E poi torno verso casa, cammino, c’è vento, e salgo le scale e penso a questo personaggio, Angelo Cammarota, e a Valerio Binasco, che lo interpreta. Noi credevamo. L’hanno scritto Mario Martone e Giancarlo De Cataldo. Noi, dolce parola, noi credevamo.
Il primo luglio torno in Italia. Prenderò dei treni, delle macchine, degli aerei, la farò dalla testa ai piedi e poi di nuovo, all’incontrario. E in mezzo, Roma. Nove mesi dopo, dieci anni prima, quando credevo.
Quante cose ci sono in questo post. Quante.
Io ti aspetto, non vedo l'ora.
E' tempo di ritorni per tutti, Tieffè, eh?
commuovere e a ritroso muovere verso qualcosa di diverso. no dai. come scrivi tu. il vento fa cosa comune. gemellaggio e disagio. non mi piace il vento.
fai sapere quando passi per Bologna e ti rifocillo
alla peggio, ti porto un cestino da viaggio in stazione
ciao
grande struggimento in questo post. ma forse vedo la struggenza ovunque in questo periodo. Buon viaggio, comunque amico.
Ecco, giusto, appunto. Noi credevamo, ce lo diciamo sempre che nel passato, un tempo, allora, noi credevamo. Ma in quel fantomatico una volta ce n'eravamo accorti, che noi credevamo? O lo pensiamo solo adesso? Mah?!
ilgeegee
Più dolce il credere (all'imperfetto, quindi al passato) o più dolce il noi?
Comunque, parafrasando Ascanio Celestini: sono cose che prima o poi bisogna perdere. Il credere e il senso di appartenenza, dico.
Poi, ovviamente, di questo post non posso capire nulla. Non capisco Parigi, non capisco cos'è andare via lontano (fisicamente, ma più ancora mentalmente).

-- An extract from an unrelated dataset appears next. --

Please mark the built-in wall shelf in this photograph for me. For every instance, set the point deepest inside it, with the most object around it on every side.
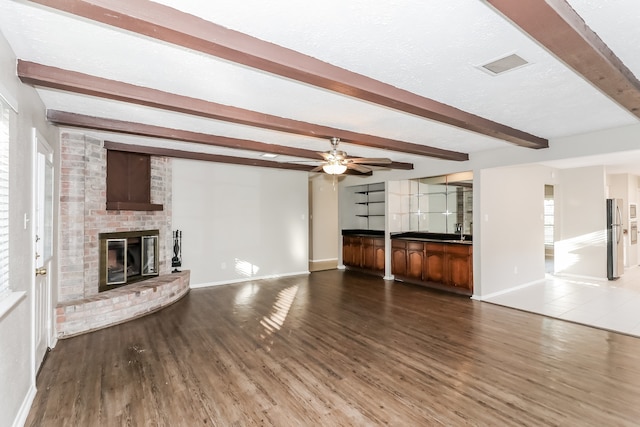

Soprattutto non capisco perché cazzo pure le cose intelligenti come Boris finiscono per essere distrutte da esagerazione e citazioni a sproposito.
Però sul credere e sul senso di appartenenza perduti ne avrei da dire.
*Valu: se lanciassi una caccia al tesoro sui dettagli nascosti in certi post tu che mi conosci mi sa che vinceresti 🙂
*Virgh: il mio è solo un Viaggio In Italia però 😉
*Moglie: specie il vento di Juin
*Yet: se passo da Bologna mi faccio vivo per tempo, promesso
*Pattie: grazie
*Geegee: anche se prima ci si credeva, l'importante era non dirselo. Dopo, sì
*Ryuko: infatti la potenza di Boris sta anche nell'essere riuscito a andare oltre il proprio senso strettamente televisivo. Non è certo colpa di Boris se ognuno se ne è impossessato e lo ha riutilizzato come meglio credeva. P.s. Bella domanda. Dovendo scegliere, credo "dolce il Noi"
Tieffè, pure se passi da Firenze devi avvertire eh!
*Pattie: eheh, certo, ci mancasse che non ti citofonoh!
tieffe se passi da bologna allunga fino a cotignola, c'è l'arena delle balle, begli spettacoli e se sei fortunello ti allungo una piadina.
Ah. Ah. Ah.
Sapessi quanti "un" viagginitalia ho fatto io!
L'illusione è così forte che ad un certo punto non sai più verso dove stai viaggiando, i ritorni diventano partenze, la semantica della parola "casa" parde di significante e di significato e il paesaggio è così pregno di immagini e ricordi da non poter mai più essere solo "quello fuori dal finestrino".